Previewing the book to journalists at the recently held Gartner IT symposium in Cape Town, Uzureau said that a great deal of contradictory information is floating around the market. “On the one hand, many observers applaud blockchain as the solution to an impossible range of problems but on the other hand, companies that have launched Blockchain in operational deployments did not achieve cost savings nor derive value.”

Unrealistic expectations and the crash of cryptocurrencies in 2018 has moved Blockchain into the disillusionment zone or, in Gartner terminology, into a “Blockchain winter”.
Formally, blockchain is defined as a digital mechanism to create a distributed digital ledger on which two or more participants in a peer to peer network can exchange information and assets directly without the need for a trusted intermediary.” Informally, Gartner says it means that business can be done with an unknown partner located anywhere on the planet and trade assets of any transaction size without the need of a lawyer, bank or any other intermediary. Perhaps this is still a scary thought for most companies!

The basics

Blockchain authenticates the participants and validates that they own the assets they want to exchange, and that the transaction can take place. The information pertaining to the transaction is recorded in a digital ledger, a copy of which is held and updated independently by each participant in the network. Records are not changeable but time-stamped, encrypted and linked to each other in blocks. Each block is a cluster of about 2000 transactions.

The five elements of block chain

Blockchain combines exciting technologies and techniques into a novel architecture composed of five elements. Various developers and early implementers of Blockchain have ranked the five elements in a different order and also developed new terminology, but here are Gartner’s:


Blockchain participants are physically removed from each other and are connected on a network. Each participant operating a full node maintains a complete copy of the ledger, which updates with new transactions as they occur. Nodes are the machines owned or used by participants and equipped to run the consensus algorithm.


Blockchain uses technology such as public and private keys to record the data in the blocks securely and semi-anonymously (participants have pseudonyms). Participants can control their personal identity and other information and share only what they need in a transaction.

Immutability (unchangeable)

Completed transactions are cryptographically signed, time stamped and sequentially added to the ledger.
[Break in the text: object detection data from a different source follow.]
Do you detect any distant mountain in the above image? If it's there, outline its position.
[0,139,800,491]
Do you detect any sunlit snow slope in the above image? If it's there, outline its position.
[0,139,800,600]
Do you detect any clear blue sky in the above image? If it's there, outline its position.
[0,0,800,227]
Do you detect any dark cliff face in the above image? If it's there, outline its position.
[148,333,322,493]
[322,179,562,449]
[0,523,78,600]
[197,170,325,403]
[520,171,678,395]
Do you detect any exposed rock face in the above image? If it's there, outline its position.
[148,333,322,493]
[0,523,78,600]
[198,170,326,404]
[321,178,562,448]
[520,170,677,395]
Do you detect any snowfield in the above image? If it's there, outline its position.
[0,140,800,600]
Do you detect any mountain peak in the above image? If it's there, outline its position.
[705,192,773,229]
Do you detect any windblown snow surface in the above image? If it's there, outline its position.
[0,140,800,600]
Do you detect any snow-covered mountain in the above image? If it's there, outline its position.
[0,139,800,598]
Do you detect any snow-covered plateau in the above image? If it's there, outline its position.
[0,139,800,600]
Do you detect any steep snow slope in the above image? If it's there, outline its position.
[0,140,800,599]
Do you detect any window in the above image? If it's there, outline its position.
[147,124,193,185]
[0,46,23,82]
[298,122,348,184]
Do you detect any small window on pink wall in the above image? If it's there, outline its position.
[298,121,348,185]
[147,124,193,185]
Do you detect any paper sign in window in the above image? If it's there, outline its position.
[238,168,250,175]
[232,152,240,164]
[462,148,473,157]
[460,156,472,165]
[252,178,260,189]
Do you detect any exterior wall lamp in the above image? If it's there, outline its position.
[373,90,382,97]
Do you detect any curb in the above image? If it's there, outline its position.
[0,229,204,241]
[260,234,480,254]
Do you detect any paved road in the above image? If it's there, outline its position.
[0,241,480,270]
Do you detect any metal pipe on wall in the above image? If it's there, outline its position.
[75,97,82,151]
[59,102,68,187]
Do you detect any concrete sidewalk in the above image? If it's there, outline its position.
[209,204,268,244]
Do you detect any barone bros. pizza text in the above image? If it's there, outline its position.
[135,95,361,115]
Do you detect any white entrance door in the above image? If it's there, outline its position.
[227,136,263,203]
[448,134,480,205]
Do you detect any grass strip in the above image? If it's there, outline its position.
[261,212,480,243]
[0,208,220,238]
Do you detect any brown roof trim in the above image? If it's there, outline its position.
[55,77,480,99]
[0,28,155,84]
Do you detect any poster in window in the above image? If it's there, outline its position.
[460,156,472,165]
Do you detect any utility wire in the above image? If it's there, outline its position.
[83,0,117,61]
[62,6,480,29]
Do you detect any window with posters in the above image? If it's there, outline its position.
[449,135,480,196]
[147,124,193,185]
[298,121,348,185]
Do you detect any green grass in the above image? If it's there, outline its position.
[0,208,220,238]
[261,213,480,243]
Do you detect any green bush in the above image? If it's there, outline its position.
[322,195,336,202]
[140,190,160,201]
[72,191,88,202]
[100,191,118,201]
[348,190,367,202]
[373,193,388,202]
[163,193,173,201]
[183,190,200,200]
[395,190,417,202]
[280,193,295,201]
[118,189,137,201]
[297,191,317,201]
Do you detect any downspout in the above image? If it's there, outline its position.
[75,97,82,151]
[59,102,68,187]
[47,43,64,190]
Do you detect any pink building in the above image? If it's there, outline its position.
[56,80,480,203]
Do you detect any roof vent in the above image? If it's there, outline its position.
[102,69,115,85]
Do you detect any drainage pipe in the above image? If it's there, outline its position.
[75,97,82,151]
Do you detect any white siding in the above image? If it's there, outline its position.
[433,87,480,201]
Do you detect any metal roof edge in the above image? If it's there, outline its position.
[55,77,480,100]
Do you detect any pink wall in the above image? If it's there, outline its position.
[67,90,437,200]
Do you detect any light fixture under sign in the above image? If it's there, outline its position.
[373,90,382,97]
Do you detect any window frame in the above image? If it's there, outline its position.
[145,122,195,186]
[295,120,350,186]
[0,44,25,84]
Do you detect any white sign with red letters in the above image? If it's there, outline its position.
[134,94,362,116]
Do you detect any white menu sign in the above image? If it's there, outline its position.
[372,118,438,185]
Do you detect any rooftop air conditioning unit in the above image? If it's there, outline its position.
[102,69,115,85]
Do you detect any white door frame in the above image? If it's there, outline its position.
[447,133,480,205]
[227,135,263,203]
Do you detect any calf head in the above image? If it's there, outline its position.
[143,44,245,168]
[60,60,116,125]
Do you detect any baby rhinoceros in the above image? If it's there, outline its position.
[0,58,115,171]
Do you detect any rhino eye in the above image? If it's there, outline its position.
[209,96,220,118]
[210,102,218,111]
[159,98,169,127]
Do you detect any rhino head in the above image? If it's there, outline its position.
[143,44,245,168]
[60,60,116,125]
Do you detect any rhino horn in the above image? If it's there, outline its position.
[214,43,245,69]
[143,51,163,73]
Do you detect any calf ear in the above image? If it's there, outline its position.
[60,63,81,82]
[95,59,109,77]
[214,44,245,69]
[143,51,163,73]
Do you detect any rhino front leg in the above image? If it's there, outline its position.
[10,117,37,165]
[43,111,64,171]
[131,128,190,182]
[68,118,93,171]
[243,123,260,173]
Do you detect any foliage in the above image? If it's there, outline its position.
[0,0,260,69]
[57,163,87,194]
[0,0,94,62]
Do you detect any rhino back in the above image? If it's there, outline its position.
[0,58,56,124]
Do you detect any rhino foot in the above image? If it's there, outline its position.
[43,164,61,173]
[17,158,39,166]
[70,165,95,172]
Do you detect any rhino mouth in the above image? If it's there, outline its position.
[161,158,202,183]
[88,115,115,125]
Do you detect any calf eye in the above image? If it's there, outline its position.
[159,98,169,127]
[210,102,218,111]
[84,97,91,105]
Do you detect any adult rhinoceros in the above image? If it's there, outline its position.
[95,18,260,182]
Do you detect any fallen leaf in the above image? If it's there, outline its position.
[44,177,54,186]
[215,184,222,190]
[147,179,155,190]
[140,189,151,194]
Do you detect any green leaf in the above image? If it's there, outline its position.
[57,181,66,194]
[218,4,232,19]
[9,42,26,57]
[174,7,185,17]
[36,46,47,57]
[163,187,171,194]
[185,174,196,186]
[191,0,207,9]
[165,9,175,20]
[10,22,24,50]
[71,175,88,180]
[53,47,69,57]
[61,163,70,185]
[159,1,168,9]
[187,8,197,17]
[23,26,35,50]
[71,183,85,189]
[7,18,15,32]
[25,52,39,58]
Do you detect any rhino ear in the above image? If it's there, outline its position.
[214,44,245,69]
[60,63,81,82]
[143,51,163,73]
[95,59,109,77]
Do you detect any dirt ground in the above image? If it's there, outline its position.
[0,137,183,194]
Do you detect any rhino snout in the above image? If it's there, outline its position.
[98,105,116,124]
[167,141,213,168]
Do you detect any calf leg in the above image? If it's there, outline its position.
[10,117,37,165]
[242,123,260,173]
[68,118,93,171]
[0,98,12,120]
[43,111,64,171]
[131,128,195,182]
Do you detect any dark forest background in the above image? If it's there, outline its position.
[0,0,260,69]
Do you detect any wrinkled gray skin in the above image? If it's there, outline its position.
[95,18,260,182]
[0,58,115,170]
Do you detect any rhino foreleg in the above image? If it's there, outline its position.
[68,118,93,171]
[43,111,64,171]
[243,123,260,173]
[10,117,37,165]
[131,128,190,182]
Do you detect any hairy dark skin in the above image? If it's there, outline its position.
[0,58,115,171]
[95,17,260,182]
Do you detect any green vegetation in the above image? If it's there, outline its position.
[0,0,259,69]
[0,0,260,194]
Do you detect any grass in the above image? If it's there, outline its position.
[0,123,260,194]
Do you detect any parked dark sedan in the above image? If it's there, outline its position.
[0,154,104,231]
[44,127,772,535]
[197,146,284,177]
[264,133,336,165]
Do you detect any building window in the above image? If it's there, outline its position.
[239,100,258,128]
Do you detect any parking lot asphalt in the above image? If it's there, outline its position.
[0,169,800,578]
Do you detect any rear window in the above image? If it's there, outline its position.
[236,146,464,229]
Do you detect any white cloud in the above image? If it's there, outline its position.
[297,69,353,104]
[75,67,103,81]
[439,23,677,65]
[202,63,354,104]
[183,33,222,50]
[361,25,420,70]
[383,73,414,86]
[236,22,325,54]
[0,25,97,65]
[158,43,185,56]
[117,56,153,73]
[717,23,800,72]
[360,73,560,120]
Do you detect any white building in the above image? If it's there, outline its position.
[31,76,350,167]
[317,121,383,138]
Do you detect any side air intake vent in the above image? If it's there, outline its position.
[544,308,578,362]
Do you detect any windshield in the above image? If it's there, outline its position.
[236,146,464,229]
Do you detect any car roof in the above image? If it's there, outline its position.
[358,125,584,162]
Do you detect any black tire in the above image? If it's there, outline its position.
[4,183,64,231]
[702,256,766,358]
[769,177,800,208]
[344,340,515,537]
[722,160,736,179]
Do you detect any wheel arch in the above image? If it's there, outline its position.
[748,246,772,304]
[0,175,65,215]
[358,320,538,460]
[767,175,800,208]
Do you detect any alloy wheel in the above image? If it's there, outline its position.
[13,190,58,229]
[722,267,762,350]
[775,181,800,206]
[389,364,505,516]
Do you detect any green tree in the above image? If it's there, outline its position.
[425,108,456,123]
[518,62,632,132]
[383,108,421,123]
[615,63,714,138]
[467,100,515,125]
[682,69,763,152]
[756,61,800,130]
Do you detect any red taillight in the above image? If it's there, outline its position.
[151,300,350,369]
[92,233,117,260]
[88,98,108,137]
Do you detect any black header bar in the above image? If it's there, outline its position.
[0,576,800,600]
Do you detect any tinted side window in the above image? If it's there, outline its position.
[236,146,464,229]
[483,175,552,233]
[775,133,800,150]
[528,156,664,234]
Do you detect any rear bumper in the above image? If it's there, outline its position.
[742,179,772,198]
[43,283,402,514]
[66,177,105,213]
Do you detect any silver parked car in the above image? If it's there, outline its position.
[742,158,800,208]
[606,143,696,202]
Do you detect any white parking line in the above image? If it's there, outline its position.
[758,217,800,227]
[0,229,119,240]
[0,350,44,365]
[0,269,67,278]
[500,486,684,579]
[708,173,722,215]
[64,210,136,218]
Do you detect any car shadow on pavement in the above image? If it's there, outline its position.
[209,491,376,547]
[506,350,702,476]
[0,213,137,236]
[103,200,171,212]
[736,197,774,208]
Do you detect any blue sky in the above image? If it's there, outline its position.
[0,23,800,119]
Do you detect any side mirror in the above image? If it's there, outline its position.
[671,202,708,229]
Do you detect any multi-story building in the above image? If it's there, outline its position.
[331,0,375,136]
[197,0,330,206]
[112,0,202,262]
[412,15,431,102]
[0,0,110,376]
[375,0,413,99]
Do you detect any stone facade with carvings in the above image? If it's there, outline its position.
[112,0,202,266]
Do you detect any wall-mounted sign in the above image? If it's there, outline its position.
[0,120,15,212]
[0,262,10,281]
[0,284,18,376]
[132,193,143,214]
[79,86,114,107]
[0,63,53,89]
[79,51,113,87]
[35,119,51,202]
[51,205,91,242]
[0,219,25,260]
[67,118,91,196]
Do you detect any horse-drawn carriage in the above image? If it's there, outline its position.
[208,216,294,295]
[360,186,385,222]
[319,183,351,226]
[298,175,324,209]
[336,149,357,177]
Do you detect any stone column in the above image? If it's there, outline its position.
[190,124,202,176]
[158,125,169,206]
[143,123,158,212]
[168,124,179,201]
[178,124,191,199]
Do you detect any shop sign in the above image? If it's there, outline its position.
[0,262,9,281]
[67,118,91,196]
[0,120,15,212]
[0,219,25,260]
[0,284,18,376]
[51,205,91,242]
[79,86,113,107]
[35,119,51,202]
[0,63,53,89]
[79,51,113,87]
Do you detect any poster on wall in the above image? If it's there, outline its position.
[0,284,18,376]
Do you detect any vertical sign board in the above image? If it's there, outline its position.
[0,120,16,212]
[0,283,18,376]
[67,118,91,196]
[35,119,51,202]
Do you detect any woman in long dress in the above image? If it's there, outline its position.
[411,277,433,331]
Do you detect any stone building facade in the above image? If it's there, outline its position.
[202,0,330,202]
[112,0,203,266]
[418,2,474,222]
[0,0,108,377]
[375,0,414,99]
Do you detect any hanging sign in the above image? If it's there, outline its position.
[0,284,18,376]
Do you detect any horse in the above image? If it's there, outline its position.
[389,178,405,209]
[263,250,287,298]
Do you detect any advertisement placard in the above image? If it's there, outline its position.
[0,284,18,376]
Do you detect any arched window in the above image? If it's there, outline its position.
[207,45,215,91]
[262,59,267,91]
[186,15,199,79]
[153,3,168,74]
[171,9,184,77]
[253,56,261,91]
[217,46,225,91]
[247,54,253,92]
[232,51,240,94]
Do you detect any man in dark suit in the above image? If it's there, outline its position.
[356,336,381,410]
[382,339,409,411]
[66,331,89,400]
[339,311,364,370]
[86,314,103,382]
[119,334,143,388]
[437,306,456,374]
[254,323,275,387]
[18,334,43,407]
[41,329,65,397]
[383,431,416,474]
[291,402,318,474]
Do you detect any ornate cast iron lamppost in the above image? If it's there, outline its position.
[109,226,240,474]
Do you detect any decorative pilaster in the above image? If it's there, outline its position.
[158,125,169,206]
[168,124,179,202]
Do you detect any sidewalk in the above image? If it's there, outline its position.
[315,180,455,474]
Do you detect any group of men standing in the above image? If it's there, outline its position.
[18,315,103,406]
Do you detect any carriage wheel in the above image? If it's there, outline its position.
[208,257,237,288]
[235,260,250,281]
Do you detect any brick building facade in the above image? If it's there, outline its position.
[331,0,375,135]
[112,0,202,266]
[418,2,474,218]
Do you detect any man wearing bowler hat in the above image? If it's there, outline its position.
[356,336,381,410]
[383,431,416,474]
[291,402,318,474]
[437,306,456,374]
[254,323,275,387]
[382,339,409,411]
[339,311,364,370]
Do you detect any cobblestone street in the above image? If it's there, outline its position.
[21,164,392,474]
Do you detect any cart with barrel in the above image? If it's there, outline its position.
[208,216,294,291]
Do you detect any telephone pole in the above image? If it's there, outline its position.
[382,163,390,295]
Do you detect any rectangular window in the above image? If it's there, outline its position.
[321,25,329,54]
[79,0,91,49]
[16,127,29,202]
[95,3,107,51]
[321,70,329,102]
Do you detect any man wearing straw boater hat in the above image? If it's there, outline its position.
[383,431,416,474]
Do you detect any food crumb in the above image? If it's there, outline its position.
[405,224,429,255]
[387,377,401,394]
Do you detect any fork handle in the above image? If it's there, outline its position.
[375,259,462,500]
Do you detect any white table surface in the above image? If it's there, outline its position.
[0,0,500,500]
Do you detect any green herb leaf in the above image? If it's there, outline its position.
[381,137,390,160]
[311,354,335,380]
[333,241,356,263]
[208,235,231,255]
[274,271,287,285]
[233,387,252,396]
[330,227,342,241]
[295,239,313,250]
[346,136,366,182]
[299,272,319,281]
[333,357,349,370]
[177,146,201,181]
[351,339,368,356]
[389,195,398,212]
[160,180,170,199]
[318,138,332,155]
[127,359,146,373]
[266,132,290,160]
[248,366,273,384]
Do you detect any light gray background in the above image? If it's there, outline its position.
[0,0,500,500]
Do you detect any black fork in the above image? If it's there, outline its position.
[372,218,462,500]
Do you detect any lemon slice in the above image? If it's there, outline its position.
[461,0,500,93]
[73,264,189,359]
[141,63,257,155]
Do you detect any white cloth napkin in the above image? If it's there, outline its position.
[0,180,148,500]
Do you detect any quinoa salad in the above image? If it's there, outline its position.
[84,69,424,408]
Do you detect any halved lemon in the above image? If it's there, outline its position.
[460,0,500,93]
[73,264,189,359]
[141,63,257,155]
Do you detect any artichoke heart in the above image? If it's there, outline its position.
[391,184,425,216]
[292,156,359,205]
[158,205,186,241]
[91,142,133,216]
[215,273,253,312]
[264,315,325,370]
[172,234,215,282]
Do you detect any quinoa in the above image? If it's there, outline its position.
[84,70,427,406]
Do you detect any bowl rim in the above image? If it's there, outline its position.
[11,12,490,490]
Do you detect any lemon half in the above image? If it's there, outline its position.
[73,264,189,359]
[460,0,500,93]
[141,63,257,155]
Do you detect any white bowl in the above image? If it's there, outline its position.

Records cannot be corrupted or otherwise changed unless participants agree to do so. Such an agreement is known as a fork. According to Wikipedia, forks are related to the fact that different parties need to use common rules to maintain the history of the blockchain. When parties are not in agreement, alternative chains may emerge. While most forks are short-lived, some are permanent. Short-lived forks are due to the difficulty of reaching fast consensus in a distributed system. Whereas permanent forks (in the sense of protocol changes) have been used to add new features to a blockchain, to reverse the effects of hacking, or catastrophic bugs on a blockchain.


Transactions and other interactions involve the secure exchange of value in the form of tokens. Digital markets can function more effectively with tokens and need to create them for various reasons. Tokens might function as digital representations of physical assets, as a reward mechanism to incentivise network participants or to enable the creation and exchange forms of value. They also allow participants to control their personal data.


Both network information and rules for how the network operates are maintained by multiple computers or nodes on a distributed network. In practice decentralisation means that no single entity controls all the computers or information or dictates the rules. Every node maintains an identical encrypted copy of the network record.
A consensus-mechanism operated by each full node verifies and approves transactions. This decentralised consensus-driven structure removes the need for governance by central authority and acts as a fail-safe against fraud and bad transactions.

Uzureau says, “One has choices to make for how Blockchain will evolve in an organisation, market and society. Blockchain has been touted as a revolutionary technology to re-engineer business processes but on the other hand the real business of Blockchain is to create new markets, industries, types of consumer and shapes societal engagement with new organisational models.” Blockchain is a technology to watch!